You can see the difference for yourself quite easily. It sounds like you've got VB files on your box. Excuse me: on your computer's hard drive. ;) You can right-click on such a file, select "Edit" and read it's contents, yes? Try that with the Micro$oft Word exe file, however, and you can't. Word is a compiled application and can't be read in the same way.
 
You did understand it quite well, since it only exists in an abstact way. :cool:

Sorry, LadyT, my bad. Too much jargon for no good reason. Prakosh is exactly right: VB -- Visual Basic, for the uninitiated -- is an atypical language. In VB, it's very difficult to tell the difference between "source code" and the actual program. In most languages, however, there is a distinct difference between the source code, on the one hand, and the program generated from it, on the other. Source code is written by human beings and can be read by human beings -- or by nerds like me, anyway, if not human beings proper.

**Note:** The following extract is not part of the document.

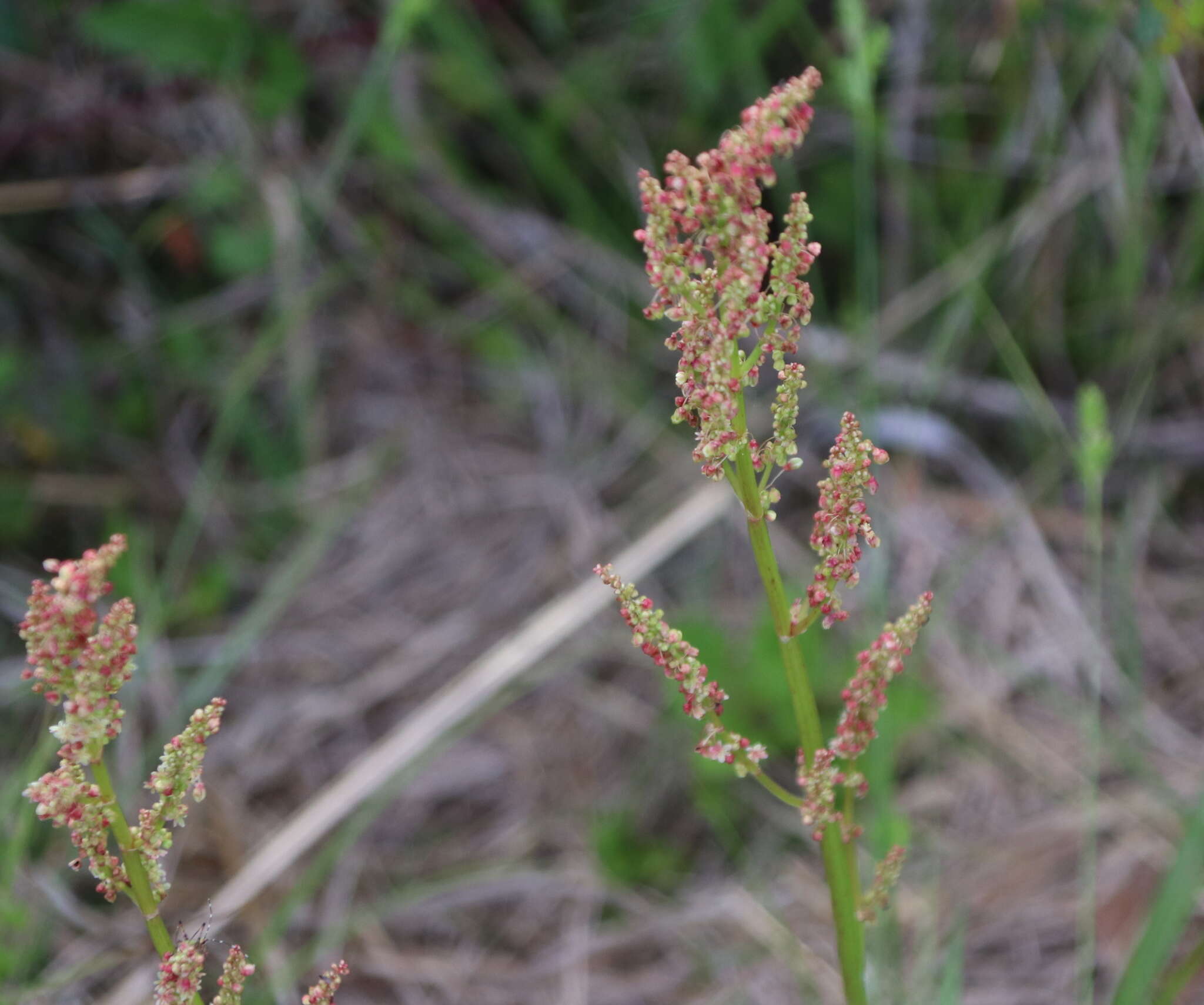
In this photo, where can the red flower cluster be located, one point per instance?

A compiled program, however, can't be "read" by a human being. We can't get inside it and see what it's really doing. It's a "black box" as we say: data go in and other data come out, and we have to trust that the programmers have done a good job and the data coming out are correct.

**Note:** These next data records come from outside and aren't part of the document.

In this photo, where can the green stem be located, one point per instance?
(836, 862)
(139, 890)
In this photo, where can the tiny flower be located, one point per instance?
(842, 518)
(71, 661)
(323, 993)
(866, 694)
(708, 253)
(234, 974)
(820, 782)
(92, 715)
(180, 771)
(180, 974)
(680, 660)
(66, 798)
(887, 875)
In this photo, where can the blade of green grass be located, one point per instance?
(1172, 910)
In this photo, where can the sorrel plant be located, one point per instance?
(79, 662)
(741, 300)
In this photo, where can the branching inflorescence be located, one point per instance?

You can see the difference for yourself quite easily. It sounds like you've got VB files on your box. Excuse me: on your computer's hard drive. ;) You can right-click on such a file, select "Edit" and read it's contents, yes? Try that with the Micro$oft Word exe file, however, and you can't. Word is a compiled application and can't be read in the same way.

ahhh, got it. thnx
 
VB compiles as well. So the intrepretive language part can be considered the source code if it is compiled.
 
That's not a confession any more than admitting you can't do Cabalistic numerology in your head is a confession. :)

"Source code" refers to the code, written by programmers, from which the final application (program) is compiled. The compiled program can't be "opened up" and read. Source code can. Actually, most apps can be decompiled and their source code at least partially reconstructed, but that's a separate issue: let's not muddy the water.

"Encryption keys" are *used by* the application when it's running to encrypt data. Encrypted data can't be decrypted and read without having the (same) encryption key. Theoretically -- some encryptions schemes are better than others.

The encryption keys must remain secret. There's no argument there. The source code, however, can be reviewed without risk . . . provided the application is properly designed in the first place.

So-called "open source" software is traditionally more secure than (most) privately produces software, not less secure.

Most good encryption algorithms use a "many-to-one" mapping strategy. That is, the end result of the encryption can be generated from any one of many inputs. Mathematically that means I can't invert the encrytion output to determine the input - it yields an indeterminate and insoluable equation - unless I have information on the "key". Thus the need for secrecy with resprct to the key.